Bicycles Asked on June 16, 2021
Some shifter designs have become known for causing broken cables, anecedotally because they’re causing too much repeat spooling and unspooling over too tight a radius. For example, broken cable heads inside some STI generations is a well-known occurrence.
Other shifters have more cable movement but don’t have those issues, a common example being the 1:1 shifters where replacement is done by lifting the cover off the shifter.
How do you design a shifter and stay on the right side of this?
How do you design a shifter and stay on the right side of this?
You don't.
You design a shifter that with repeated use breaks the cable. Then you expect the user to change the cable whenever it breaks, limping home without gear shifting function if the cable fails during a ride.
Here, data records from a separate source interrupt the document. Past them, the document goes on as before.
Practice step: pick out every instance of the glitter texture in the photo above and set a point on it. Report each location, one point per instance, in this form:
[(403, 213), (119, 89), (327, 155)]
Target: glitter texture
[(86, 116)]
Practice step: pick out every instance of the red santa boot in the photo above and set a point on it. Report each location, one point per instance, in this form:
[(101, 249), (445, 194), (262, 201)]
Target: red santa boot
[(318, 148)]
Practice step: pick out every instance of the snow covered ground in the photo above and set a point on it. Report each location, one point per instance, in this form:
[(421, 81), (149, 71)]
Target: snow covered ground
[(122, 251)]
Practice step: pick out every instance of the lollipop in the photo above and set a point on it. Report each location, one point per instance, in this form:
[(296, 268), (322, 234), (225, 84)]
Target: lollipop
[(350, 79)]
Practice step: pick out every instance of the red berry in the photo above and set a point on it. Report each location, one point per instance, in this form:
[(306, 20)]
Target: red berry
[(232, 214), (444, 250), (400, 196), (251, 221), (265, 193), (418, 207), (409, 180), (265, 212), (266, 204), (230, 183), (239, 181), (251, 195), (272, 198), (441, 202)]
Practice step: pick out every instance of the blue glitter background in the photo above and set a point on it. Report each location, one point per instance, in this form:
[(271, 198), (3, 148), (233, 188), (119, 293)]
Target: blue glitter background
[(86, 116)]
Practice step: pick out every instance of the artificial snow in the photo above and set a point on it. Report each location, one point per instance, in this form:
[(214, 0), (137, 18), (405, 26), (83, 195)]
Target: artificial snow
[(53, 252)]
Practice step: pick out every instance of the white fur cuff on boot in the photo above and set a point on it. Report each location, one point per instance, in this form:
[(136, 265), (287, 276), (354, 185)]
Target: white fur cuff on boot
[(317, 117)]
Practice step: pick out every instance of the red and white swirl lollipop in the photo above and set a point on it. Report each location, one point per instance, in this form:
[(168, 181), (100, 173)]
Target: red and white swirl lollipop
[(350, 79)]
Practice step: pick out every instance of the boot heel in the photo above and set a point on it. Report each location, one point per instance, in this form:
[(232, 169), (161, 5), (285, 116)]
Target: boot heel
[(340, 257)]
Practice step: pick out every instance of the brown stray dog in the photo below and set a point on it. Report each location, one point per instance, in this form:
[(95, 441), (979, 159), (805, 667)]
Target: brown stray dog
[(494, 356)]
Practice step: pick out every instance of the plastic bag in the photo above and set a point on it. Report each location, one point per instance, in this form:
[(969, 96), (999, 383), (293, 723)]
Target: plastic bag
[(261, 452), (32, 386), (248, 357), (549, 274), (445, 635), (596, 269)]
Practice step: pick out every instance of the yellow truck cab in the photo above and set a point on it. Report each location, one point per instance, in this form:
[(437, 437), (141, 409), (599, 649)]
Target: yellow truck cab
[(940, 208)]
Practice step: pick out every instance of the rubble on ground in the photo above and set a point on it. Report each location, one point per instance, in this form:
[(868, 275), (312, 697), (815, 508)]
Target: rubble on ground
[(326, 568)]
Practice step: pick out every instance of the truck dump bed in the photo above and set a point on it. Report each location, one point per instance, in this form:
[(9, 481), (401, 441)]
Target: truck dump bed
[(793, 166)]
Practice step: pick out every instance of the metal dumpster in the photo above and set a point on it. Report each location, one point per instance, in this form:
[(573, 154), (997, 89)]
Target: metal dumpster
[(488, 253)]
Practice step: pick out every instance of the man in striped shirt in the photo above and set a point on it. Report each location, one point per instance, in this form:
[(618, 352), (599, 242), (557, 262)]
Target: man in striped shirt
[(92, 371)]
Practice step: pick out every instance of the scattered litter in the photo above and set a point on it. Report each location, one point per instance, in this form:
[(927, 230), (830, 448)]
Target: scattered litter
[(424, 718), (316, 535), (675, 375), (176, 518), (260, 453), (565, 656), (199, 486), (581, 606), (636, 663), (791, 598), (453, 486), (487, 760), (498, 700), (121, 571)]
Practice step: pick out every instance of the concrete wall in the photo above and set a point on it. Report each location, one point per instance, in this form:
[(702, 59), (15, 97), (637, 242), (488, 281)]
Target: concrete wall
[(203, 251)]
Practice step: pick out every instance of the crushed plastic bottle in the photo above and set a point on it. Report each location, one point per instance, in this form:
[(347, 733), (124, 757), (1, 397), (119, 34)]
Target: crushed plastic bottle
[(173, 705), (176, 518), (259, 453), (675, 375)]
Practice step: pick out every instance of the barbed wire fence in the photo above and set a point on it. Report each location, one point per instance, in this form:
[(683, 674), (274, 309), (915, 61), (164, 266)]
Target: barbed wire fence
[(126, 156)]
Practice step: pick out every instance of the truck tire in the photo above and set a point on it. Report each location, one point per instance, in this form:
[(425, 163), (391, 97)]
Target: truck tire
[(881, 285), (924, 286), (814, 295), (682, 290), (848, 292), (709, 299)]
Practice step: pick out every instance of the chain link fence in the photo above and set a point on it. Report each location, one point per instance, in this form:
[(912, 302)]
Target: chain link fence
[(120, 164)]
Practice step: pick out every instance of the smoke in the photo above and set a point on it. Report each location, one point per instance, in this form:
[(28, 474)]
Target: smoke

David Gordon Wilson has written a text about cable fatigue. According to it, the diameter ratio should be 72 for long life and 42 at a minimum. With 1.2 mm gear cable, it means 50.4 mm diameter or 25.2 mm radius at a minimum. Bicycle shifters have a far tighter cable bending radius.
The reason this works is because shifting is not safety critical in the manner brakes are. Bicycle brakes too have small bending radii in their cable path, but not as tight as shifters. In brakes, some design effort is needed to not immediately fatigue the cable. The brake cables still fail despite this.